AWARE starts anti-poaching training for rangers in Parks
In a new and very exciting development in 2010, PWMA granted permission for AWARE to conduct a series of Tracking and Anti-Poaching Training Courses for National Parks rangers in Chipinge National Park led by ex military Grade A Tracking Instructor Pete Clemence, and his son Bryce. The Basic Course, held in August, was a three-week long selection course designed to provide the basics of tracking, weapon handling, ‘contact’ training, map-work, and GPS use. Talented individuals were identified to proceed to the Intermediate Course, held in November. Graduates from this will proceed to the Advanced Course in 2011 with the objective being to finally establish an ‘elite’ unit capable of eliminating the threat of armed poachers. The importance of this training cannot be overstated. These rangers are expected to put their lives on the line every day to defend rhino against armed poachers. Due to a lack of resources within PWMA, they go on extended patrols with very limited equipment, in some cases little training, and at the end of the day for comparatively little reward. These courses provide the confidence for them to tackle any situation, and the interest being taken in them is a powerful motivator. In December AWARE facilitated a Ranger Training Workshop for PWMA trainers to standardise the ranger curriculum at a national level. The workshop was very encouraging and we look forward to assisting the PWMA training programme in 2011, with further courses to be run by Pete and Bryce in Parks all over the country. If anyone is interested in corporate sponsorship of this activity, please contact us.

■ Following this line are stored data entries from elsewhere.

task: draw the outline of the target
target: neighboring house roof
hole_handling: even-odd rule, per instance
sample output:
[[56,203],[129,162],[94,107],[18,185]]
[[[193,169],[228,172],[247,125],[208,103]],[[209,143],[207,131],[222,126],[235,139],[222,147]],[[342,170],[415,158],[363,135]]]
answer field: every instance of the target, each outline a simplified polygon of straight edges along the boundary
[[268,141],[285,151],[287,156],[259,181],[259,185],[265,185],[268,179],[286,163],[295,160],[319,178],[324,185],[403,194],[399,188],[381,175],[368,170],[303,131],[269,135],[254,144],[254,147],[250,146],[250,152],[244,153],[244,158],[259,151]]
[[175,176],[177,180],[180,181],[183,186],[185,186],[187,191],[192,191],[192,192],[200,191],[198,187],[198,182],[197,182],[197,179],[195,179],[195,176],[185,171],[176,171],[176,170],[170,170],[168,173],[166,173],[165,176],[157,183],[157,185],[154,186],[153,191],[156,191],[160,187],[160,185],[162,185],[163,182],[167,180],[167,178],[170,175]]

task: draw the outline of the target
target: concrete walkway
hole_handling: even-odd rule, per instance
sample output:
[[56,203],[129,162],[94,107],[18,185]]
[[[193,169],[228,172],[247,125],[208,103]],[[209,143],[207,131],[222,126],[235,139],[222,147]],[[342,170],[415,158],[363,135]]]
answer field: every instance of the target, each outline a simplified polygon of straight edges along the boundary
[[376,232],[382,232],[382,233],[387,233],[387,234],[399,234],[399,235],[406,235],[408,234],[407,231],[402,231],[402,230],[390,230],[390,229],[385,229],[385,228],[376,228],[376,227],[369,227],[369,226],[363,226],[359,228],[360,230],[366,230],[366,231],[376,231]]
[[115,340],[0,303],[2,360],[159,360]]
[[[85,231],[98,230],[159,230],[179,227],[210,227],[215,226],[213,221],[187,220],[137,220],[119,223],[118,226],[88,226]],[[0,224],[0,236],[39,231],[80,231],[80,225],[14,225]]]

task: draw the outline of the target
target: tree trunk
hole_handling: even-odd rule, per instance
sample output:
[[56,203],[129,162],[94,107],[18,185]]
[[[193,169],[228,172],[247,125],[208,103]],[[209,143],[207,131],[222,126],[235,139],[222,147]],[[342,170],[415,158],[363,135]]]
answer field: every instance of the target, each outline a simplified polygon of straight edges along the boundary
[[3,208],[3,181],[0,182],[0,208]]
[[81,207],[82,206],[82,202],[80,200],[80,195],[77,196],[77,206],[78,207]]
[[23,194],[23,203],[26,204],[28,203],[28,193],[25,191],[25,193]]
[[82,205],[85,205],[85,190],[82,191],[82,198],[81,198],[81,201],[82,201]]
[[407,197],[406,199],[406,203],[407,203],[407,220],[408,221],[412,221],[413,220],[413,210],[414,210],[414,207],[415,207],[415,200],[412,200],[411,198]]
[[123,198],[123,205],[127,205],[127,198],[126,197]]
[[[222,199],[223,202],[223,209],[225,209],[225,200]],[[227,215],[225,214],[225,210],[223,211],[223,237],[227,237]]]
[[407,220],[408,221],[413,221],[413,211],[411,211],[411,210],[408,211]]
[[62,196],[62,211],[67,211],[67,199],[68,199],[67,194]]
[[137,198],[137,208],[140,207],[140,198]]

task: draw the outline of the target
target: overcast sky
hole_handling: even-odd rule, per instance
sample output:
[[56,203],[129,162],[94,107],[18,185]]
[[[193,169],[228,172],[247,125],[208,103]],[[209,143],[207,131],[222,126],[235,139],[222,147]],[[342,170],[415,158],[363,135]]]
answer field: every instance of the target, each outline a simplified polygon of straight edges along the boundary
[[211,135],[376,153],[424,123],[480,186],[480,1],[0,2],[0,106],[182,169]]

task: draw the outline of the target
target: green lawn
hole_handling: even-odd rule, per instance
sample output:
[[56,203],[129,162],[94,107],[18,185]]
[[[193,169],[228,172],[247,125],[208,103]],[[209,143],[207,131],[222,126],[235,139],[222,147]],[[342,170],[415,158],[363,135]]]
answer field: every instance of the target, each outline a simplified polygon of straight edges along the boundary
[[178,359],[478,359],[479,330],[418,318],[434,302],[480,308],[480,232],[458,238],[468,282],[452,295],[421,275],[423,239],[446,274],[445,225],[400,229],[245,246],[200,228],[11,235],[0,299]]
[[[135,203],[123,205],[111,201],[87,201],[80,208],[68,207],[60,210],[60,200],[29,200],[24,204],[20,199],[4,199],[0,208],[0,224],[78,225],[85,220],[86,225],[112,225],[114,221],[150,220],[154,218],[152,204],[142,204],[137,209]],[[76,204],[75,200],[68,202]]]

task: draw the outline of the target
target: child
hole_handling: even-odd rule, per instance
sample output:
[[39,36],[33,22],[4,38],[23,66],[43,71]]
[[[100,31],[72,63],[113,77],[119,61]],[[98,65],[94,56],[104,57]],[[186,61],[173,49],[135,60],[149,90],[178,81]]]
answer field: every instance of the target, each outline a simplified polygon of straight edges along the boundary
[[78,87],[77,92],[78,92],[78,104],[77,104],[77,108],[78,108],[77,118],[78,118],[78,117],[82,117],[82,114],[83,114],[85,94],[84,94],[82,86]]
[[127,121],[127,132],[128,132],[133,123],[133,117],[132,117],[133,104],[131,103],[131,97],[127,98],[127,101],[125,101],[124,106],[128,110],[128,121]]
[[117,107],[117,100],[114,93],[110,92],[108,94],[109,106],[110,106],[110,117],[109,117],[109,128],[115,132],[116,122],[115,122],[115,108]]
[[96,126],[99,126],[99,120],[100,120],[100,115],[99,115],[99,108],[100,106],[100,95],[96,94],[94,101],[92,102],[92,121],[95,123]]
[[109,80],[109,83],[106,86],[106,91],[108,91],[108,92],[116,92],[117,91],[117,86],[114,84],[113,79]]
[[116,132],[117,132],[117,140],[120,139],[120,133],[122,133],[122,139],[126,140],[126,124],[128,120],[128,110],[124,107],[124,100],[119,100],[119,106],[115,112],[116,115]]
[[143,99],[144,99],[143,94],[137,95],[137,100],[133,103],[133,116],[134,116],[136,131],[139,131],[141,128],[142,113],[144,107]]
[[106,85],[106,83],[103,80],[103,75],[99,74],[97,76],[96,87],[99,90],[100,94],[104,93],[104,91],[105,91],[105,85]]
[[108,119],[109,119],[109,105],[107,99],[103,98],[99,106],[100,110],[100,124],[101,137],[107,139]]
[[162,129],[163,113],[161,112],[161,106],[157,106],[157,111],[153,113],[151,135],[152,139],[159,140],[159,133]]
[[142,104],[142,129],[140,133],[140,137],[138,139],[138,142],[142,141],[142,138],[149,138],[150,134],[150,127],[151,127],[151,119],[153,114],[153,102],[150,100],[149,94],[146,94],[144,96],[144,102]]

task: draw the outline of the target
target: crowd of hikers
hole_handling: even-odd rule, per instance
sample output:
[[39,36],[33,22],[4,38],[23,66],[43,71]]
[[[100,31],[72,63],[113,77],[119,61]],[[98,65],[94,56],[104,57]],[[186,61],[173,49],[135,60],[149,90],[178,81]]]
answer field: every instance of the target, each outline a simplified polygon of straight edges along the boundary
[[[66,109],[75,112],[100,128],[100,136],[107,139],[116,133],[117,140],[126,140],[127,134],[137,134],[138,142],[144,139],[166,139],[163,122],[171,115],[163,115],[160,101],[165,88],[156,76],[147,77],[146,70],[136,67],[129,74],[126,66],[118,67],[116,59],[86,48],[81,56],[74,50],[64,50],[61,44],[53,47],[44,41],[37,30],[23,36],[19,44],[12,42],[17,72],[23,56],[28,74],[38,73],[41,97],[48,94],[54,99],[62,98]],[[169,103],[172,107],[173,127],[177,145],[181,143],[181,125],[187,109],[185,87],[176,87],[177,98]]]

SPANA's Dr Karen Reed gives Donkey Medicine Course
Early March 2010 saw Communications and Veterinary Directors of SPANA, Simon Pope and Dr Karen Reed, come out from the UK to take a course in donkey medicine and welfare that was organised by AWARE in Gweru. 23 vets and animal health inspectors practising in rural areas where many donkeys are encountered were invited to the course. This included inspectors from the SPCA countrywide. A day of lectures was followed by a donkey clinic where 40 donkeys were treated for a range of veterinary problems including some spectacular abscesses and the usual axe and spear wounds and lameness problems. The course was very well received and all participants learnt alot and went away much more confident in dealing with donkey issues. Read more in March 2010 newsletter.

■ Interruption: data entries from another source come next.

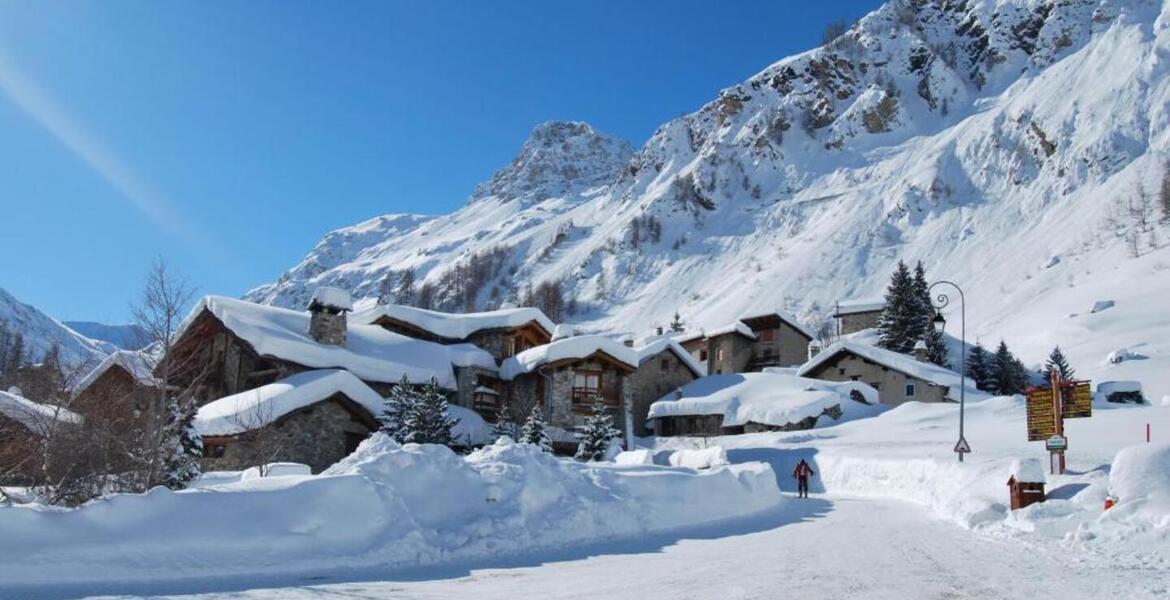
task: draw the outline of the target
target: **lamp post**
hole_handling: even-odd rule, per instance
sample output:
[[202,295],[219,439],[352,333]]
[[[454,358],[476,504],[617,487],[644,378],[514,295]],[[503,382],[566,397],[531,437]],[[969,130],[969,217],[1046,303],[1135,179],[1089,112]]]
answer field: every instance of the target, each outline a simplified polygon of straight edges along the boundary
[[971,451],[971,445],[967,443],[967,436],[964,435],[963,431],[963,410],[967,404],[967,298],[963,296],[962,288],[952,281],[944,279],[930,284],[926,293],[930,295],[930,303],[934,307],[934,318],[931,319],[931,324],[940,334],[947,327],[947,320],[942,316],[942,309],[951,303],[951,299],[941,292],[938,296],[933,295],[934,288],[939,285],[949,285],[959,293],[959,441],[955,443],[955,453],[959,455],[959,462],[963,462],[963,455]]

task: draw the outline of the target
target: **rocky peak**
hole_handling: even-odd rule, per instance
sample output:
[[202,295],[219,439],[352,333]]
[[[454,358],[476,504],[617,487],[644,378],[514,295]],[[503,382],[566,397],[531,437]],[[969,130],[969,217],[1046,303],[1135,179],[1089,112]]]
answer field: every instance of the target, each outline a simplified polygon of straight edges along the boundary
[[512,162],[475,188],[471,201],[497,197],[531,204],[605,185],[633,156],[629,142],[588,123],[537,125]]

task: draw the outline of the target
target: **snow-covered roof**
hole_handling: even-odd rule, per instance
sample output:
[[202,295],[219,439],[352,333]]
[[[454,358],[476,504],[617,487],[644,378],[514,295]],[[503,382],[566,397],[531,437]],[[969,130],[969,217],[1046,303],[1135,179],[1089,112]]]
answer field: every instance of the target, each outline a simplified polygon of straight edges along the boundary
[[749,314],[749,315],[744,315],[744,316],[740,317],[739,320],[740,321],[750,321],[752,319],[761,319],[764,317],[776,317],[776,318],[780,319],[781,321],[787,323],[793,329],[799,331],[801,335],[803,335],[804,337],[806,337],[810,340],[815,340],[817,337],[817,336],[813,335],[813,332],[809,328],[805,327],[804,325],[801,325],[800,321],[798,321],[795,316],[793,316],[789,313],[786,313],[782,310],[770,310],[768,312],[753,313],[753,314]]
[[759,336],[756,335],[756,332],[752,331],[751,327],[744,325],[743,321],[736,321],[730,325],[724,325],[723,327],[712,329],[707,332],[707,338],[710,339],[720,335],[726,335],[728,333],[738,333],[750,340],[759,339]]
[[335,310],[353,310],[353,298],[349,292],[335,287],[321,286],[313,292],[309,306],[323,306]]
[[12,392],[0,392],[0,414],[39,433],[55,423],[80,423],[81,415],[60,406],[33,402]]
[[342,369],[320,369],[205,404],[195,415],[195,428],[202,435],[237,435],[337,393],[345,394],[371,416],[382,412],[382,397],[361,379]]
[[697,331],[684,331],[683,333],[680,333],[678,335],[671,336],[671,339],[673,339],[674,341],[676,341],[680,344],[685,344],[687,342],[690,342],[693,340],[703,339],[705,337],[707,337],[706,333],[704,333],[702,330],[697,330]]
[[707,374],[706,367],[699,364],[699,361],[695,360],[695,357],[691,356],[690,352],[687,352],[678,342],[672,339],[659,338],[649,344],[634,348],[634,352],[638,355],[639,366],[667,350],[673,352],[678,357],[679,362],[686,365],[695,374],[695,377],[702,377]]
[[[341,369],[320,369],[297,373],[206,404],[195,416],[195,428],[205,436],[239,435],[337,393],[345,394],[373,418],[381,415],[385,408],[383,398],[352,373]],[[451,429],[455,439],[470,444],[491,441],[491,425],[475,411],[451,404],[447,406],[447,414],[458,420]]]
[[[869,405],[850,398],[857,391]],[[857,381],[832,382],[778,373],[729,373],[696,379],[650,405],[649,418],[723,415],[724,427],[787,425],[840,405],[843,418],[870,416],[878,393]]]
[[852,315],[864,312],[874,312],[886,307],[882,298],[853,298],[837,303],[837,316]]
[[357,323],[369,324],[381,317],[409,323],[436,336],[451,340],[465,340],[477,331],[519,327],[536,322],[549,335],[556,331],[556,324],[539,308],[500,308],[474,313],[445,313],[415,308],[401,304],[380,304],[374,308],[353,315]]
[[638,353],[634,352],[633,348],[603,335],[581,335],[529,348],[508,358],[500,365],[500,378],[511,380],[517,375],[531,373],[548,363],[588,358],[598,352],[631,369],[638,368]]
[[78,381],[77,385],[73,387],[73,395],[77,396],[83,392],[113,367],[125,370],[142,385],[153,386],[157,384],[154,378],[154,367],[149,357],[141,351],[118,350],[107,356],[89,373],[86,373],[85,377],[82,377],[81,381]]
[[350,323],[345,346],[322,344],[309,335],[309,313],[255,304],[223,296],[207,296],[179,329],[207,310],[262,356],[273,356],[317,369],[346,369],[365,381],[393,383],[406,375],[411,383],[434,377],[455,388],[453,366],[494,371],[495,359],[472,344],[443,345],[393,333],[377,325]]
[[842,352],[860,356],[870,362],[888,367],[915,379],[945,386],[948,388],[947,398],[952,400],[958,400],[959,386],[964,382],[967,385],[969,393],[983,395],[982,392],[976,390],[973,381],[965,377],[960,377],[958,373],[950,369],[944,369],[934,363],[919,361],[913,356],[853,341],[840,341],[825,348],[820,354],[814,356],[812,360],[801,365],[800,371],[798,372],[799,375],[801,377],[808,376]]

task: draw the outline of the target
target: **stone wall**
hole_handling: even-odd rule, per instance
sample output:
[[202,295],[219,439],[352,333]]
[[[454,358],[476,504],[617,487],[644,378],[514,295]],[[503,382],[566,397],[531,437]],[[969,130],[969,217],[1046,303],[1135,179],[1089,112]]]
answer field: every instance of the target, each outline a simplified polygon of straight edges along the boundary
[[878,319],[881,316],[882,311],[880,310],[841,315],[838,317],[840,320],[841,335],[849,335],[851,333],[857,333],[862,329],[877,327]]
[[354,412],[361,410],[343,395],[335,394],[256,432],[232,438],[222,457],[203,458],[203,470],[236,471],[262,462],[296,462],[320,473],[345,458],[355,441],[374,431],[372,415],[363,418]]
[[[934,385],[900,371],[870,362],[859,356],[840,353],[808,375],[825,381],[860,381],[878,391],[882,404],[898,405],[910,400],[942,402],[947,387]],[[907,384],[914,385],[914,396],[906,394]]]
[[[765,340],[771,335],[770,340]],[[764,367],[795,367],[808,360],[808,345],[811,340],[792,325],[780,321],[776,327],[755,330],[759,336],[752,344],[752,357],[748,368],[752,371]]]
[[654,431],[662,437],[676,435],[724,435],[723,415],[686,415],[654,419]]
[[[754,342],[742,335],[727,333],[707,340],[707,374],[743,373],[752,359]],[[720,352],[722,350],[722,352]]]
[[670,350],[663,350],[643,362],[637,371],[629,375],[630,413],[634,423],[634,435],[652,435],[654,432],[646,422],[650,405],[670,391],[695,379],[695,374]]

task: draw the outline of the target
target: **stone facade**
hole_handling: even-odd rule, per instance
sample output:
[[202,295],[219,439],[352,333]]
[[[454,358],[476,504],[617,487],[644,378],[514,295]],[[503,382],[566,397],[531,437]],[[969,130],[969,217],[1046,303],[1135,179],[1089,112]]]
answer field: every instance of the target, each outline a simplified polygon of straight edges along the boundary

Zimbabwean wildlife vets attend inaugural wildlife diagnostics course in Pretoria
Drs Marabini and Dutlow were sponsored by Wildlife Conservation Society (WCS), based in America, to attend the inaugural ‘Practical Wildlife Disease Investigation’ course at the University of Pretoria in April 2009. AWARE Trust in turn sponsored Dr Chris Foggin of the Wildlife Veterinary Unit to attend this course.
The course was aimed at standardising veterinary diagnostic procedures within Trans Frontier Conservation Areas in Southern Africa, and was given by eminent South African wildlife vets.